La vaccination permet de protéger les animaux contre les principales souches de leptospires responsables de la maladie, même si le nombre de souches différentes de leptospires est très important. Une partie des chiens malades de leptospirose peut être sauvée avec la mise en place de traitements lourds et environ un sur deux décède ou garde des séquelles telles qu’une insuffisance rénale chronique. Dans le cas de la leptospirose, la vaccination a également pour but de limiter l’excrétion bactérienne donc le risque de contagion, aux autres animaux comme aux membres de la famille.

 

  • la toux de chenil : maladie extrêmement contagieuse qui touche l’appareil respiratoire du chien. Les symptômes sont ceux d’une sorte de grippe, qui se transmet de chien à chien par simple contact (nez-à-nez), ou même sans contact direct. C’est une maladie provoquée par plusieurs virus et bactéries et deux d’entre eux jouent un rôle prépondérant : le virus Parainfluenza canin et la bactérie Bordetella bronchiseptica. La vaccination constitue un moyen efficace pour protéger les chiens contre la trachéobronchite infectieuse canine. Il existe actuellement des vaccins administrés par voie intranasale. Ils miment la voie naturelle de l’infection, bloquant directement les agents pathogènes à l’entrée des voies respiratoires. La vaccination constitue un moyen efficace pour protéger les chiens contre la trachéobronchite infectieuse canine.

Il existe actuellement des vaccins administrés par voie intranasale. Ils miment la voie naturelle de l’infection, bloquant directement les agents pathogènes à l’entrée des voies respiratoires.

 

  • la piroplasmose : également appelée babésiose canine, d’après le nom du parasite (Babesia canis) qui en est à l’origine.

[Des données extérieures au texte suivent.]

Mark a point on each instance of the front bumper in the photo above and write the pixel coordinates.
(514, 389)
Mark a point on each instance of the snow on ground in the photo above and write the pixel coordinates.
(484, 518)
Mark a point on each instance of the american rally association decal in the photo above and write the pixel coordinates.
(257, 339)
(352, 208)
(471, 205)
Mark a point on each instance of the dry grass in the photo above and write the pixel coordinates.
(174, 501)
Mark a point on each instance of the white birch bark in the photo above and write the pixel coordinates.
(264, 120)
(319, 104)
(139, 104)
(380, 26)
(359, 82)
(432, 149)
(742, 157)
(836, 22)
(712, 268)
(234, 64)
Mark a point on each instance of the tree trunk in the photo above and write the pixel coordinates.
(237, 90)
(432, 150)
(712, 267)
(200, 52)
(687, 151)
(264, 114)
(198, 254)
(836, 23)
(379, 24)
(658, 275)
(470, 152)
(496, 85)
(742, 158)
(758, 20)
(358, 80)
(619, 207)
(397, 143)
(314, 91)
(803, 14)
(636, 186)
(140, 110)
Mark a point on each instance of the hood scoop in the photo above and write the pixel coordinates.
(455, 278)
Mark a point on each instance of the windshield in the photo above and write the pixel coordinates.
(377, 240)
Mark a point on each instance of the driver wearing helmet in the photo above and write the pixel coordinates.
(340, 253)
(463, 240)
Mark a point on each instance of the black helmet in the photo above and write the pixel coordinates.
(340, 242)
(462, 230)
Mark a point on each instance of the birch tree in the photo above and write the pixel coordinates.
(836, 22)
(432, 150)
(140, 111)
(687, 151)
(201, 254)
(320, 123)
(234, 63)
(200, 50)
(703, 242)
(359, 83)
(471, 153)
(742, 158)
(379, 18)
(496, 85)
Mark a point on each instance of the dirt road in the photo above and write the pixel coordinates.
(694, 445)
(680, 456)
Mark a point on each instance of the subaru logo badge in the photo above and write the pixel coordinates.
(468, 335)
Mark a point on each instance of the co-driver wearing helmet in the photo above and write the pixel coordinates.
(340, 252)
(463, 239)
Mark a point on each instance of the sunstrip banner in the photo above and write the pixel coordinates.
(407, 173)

Cette maladie parasitaire transmise exclusivement par les tiques est potentiellement mortelle si elle n’est pas prise en charge assez tôt. La première chose à faire est de retirer manuellement les tiques au plus tôt après leur fixation. Et de protéger son chien à l’aide d’un antiparasitaire externe actif contre les tiques. Il existe un vaccin qui protège contre certaines piroplasmoses.

 

  • la maladie de lyme, maladie due à une bactérie Borrelia burgdorferi transmise par les tiques. Comme chez l’Homme, la maladie de Lyme chez le chien est très difficile à diagnostiquer. Comme pour la piroplasmose, la première chose à faire est d’éviter les morsures de tiques. Il existe un vaccin qui permet la réduction de la transmission de Borrelia par les tiques.

 

  • la leishmaniose : la leishmaniose canine est une maladie parasitaire chronique grave. Elle est due à un parasite microscopique appelé leishmanie (Leishmania infantum), également responsable de la leishmaniose humaine. La leishmaniose est transmise au chien et à l’Homme lors de la piqûre d’un « moucheron » le phlébotome. Traiter le chien avec un insecticide à action répulsive sur les phlébotomes est le seul moyen efficace pour protéger son animal de la piqûre et ainsi du risque d’infection leishmanienne. Deux vaccins contre la leishmaniose canine existent en France avec une ou trois injections en première année, et d’un rappel annuel par la suite.